Из оглашенного спустя пять дней приказа явствовало, что мы захватили два станковых пулемета и сто восемьдесят пленных, потеряв одну шестую своего личного состава. И Семинарист уже был мертв, а мы пили. Мы совершили, как подтвердил в том же приказе Комендант, много героических поступков, среди которых почетное место занимает и совершенный в одиночку самоотверженный рейд блаженной памяти сержанта Собика Станислава на позиции русского станкового пулемета. Я сам рассказал об этом факте майору Смиглому, и майор лично произнес речь над могилой старого служаки. Весь взвод плакал, о чем я сообщил матери в первом своем военном письме. Неведомый ей и названый ее брат был не меньшим героем, чем брат настоящий. «Я заменю их обоих, мама, на алтаре отечества», — написал я, украсив письмо пьяными каракулями. Красиво описал я также его смерть, хотя никто не знал, когда и где настигли его длинные граненые штыки, провертев в нем целых семь смертельных дыр: на шее, в левом легком и в животе. Я и царапины не получил, хотя сам майор заметил меня в гуще боя. Так что я очутился на пороге карьеры, ибо в знак особого признания по личному приказу майора я прислуживал на состоявшемся после пятидневного боя банкете для командования.

Мы расставили одиннадцать крестьянских столов под огромной старой липой, к стволу которой сам майор прикрепил лично им изготовленный бумажный плакат с надписью: «Слава любимому вождю», и прямо под ним собственной персоной расположился Комендант.

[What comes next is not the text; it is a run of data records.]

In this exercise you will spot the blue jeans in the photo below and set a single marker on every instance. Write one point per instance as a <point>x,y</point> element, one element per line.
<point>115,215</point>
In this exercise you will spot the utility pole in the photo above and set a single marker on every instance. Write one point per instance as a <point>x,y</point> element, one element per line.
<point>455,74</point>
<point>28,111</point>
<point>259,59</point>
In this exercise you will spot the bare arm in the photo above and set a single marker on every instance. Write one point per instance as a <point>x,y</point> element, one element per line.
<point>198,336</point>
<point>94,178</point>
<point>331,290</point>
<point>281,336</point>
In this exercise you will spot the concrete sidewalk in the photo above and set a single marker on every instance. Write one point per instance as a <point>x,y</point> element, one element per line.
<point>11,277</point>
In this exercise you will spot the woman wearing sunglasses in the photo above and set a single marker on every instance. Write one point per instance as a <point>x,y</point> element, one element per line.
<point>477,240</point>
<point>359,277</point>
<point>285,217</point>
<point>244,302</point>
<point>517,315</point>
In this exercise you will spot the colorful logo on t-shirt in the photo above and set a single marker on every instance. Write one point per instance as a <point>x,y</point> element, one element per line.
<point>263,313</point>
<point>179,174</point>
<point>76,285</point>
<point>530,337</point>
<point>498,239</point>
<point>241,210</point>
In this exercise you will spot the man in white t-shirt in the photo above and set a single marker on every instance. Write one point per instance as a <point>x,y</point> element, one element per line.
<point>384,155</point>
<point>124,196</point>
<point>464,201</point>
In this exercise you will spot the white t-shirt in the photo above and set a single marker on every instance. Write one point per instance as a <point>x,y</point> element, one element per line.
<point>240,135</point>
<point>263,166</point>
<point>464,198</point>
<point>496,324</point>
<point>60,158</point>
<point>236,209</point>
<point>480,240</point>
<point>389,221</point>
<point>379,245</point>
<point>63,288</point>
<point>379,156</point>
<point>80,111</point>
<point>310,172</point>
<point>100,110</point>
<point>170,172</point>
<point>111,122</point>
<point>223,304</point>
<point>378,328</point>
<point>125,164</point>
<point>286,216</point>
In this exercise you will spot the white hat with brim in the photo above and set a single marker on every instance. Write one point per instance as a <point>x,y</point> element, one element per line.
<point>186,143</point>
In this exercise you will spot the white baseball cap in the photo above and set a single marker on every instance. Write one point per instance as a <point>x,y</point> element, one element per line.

До линии фронта было с тысячу шагов, но до отечества — мы верили — не дальше, а ближе.

— Каждый твой шаг, Комендант, — раскатистым голосом выкрикивал командир второго полка, — это шаг к свободной и великой Польше. Не лести ради, не для красного словца, но из глубины сердец наших провозглашаем: ты вождь наш, один из тех великих, но ты превышаешь иных, ибо в народе нашем несчастном вот уже два века великие гибли, покрывая себя славой, ты же в славе победишь. Да здравствует…

— Польша! — вставил Комендант.

— И Юзеф Пилсудский, наш единственный вождь! — ревели все мы — господа офицеры, и мы, официантская команда, — пока он милостиво не приказал умолкнуть, дабы оркестр, расположившийся невдалеке, подле хаты, смог сыграть любимый его вальс, а для нас всех все яснее становилось, что слово «Польша», прекрасное и необъятное, все полнее сливается с особой единственного нашего Вождя, Бригадира и Коменданта, который с бокалом вина в руке встает и отвечает на тост торжественным заверением, что смерть и только смерть смогла бы загасить в нем сознательную волю и гордость руководителя, каковой, несмотря на нерешительность народа, преподносит ему (народу) возможность обрести себя в собственном, то есть независимом, отечестве.